|
This is all scribbled in a notebook, so there's a good chance that it's wrong, but bear with me on the arithmetic. As a first guess, let's agree that in expectation you earn $0.51 each time you flip the coin, so it should take you about 20 tries to reach $10. Let's do something better, though. EDIT: The previous paragraph is totally wrong. Thanks, tome :) Let's build a confidence interval with alpha = 0.01 so that (1 - alpha) = 0.99. First, we'll need some trials. For that, I wrote a program that flipped a weighted coin and played the game until it reached $10 using the rules that you described. I recorded the number of coin flips required in each of 15 trials: 298, 84, 268, 2712, 110, 66, 42, 128, 84, 48, 280, 80, 64, 42, 234 We'll need the sample mean, X_bar = 302. Now, we'll compute the Z-score so that we can build an interval in which the true mean (mu) lies with 99% probability: P(-z <= Z <= z) = 0.99 We know that Z = (302 - mu) / (sigma / sqrt(n)), where sigma (the standard deviation) = 650 and sqrt(n) = 4. I'm rounding. Therefore, Z = (302 - mu) / 168. Now, let's look at the cumulative distribution function Phi(z) and note that if Phi(z) = 1 - (alpha / 2) = 0.995, then Phi(z) ~= 0.997, the approximate cutoff for the 3rd standard deviation. Thus, z ~= 3. Thus, we have that P(-3 <= (X_bar - mu) / (sigma / sqrt(n)) <= 3) = 0.99, so P(X_bar - 504 <= mu <= X_bar + 504) = 0.99. Therefore, I am 99% confident that the true mean, mu, lies on [X_bar - 504, X_bar + 504] = [302 - 504, 302 + 504]. That's a really wide range, and seemingly completely unhelpful for the purposes of betting. More sample trials would teach us more and lead us to a smaller interval since we expect that within some large number of trials we will converge on mu. |
I wrote a program and did ten thousand trials; the 100th largest hitting time was 5578, which is my estimate of the 99th percentile of the distribution, and thus the answer to the version of the original problem where we don't have to fix the number of coin flips ahead of time.
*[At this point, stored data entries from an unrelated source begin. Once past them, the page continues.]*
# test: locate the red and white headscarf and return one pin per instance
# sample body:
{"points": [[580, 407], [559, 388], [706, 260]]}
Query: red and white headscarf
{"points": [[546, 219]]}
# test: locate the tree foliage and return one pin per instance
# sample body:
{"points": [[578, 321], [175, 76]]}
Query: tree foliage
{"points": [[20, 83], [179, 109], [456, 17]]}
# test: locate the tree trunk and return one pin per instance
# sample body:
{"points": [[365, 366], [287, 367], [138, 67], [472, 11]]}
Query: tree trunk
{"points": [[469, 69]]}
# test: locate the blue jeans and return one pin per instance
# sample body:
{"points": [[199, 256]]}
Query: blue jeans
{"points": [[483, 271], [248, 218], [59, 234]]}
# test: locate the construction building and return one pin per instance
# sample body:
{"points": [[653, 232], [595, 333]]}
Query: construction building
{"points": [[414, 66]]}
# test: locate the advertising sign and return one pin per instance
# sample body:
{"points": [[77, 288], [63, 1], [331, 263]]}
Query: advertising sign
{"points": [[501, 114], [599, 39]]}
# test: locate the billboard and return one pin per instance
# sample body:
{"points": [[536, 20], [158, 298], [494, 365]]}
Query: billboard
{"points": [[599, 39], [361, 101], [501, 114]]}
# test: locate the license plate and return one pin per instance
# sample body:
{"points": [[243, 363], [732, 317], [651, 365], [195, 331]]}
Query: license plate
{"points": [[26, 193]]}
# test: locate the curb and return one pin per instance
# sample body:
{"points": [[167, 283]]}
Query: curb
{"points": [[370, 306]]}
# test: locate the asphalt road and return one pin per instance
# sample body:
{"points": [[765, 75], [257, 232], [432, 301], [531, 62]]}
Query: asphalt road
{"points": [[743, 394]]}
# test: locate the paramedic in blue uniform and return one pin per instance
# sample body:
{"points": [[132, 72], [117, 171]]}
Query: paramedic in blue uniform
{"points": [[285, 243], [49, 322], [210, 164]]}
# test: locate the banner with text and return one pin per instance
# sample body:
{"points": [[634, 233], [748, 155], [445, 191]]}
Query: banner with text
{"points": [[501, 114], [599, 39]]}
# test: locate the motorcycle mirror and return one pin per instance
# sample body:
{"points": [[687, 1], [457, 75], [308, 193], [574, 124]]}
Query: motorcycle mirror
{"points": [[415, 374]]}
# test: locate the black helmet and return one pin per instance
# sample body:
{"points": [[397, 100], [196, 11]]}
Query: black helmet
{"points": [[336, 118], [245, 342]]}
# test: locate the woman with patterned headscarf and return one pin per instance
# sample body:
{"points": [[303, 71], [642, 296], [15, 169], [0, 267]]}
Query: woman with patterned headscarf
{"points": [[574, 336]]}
The median hitting time from my simulation is 152; the mean, 506, the standard deviation, 1155. Yes, the standard deviation is larger than the mean! The distribution has a very long right tail.
I'm fairly confident (in an informal sense) that the median of the true distribution is somewhere near 152, but I'm not confident about the mean or standard deviation. A lot of distributions in problems like this have tails which decay only like power laws, which makes estimating the mean and standard deviation from a sample very difficult. (I'm not saying that the distribution is a power law, though; it's hard to identify those just by looking at the data.)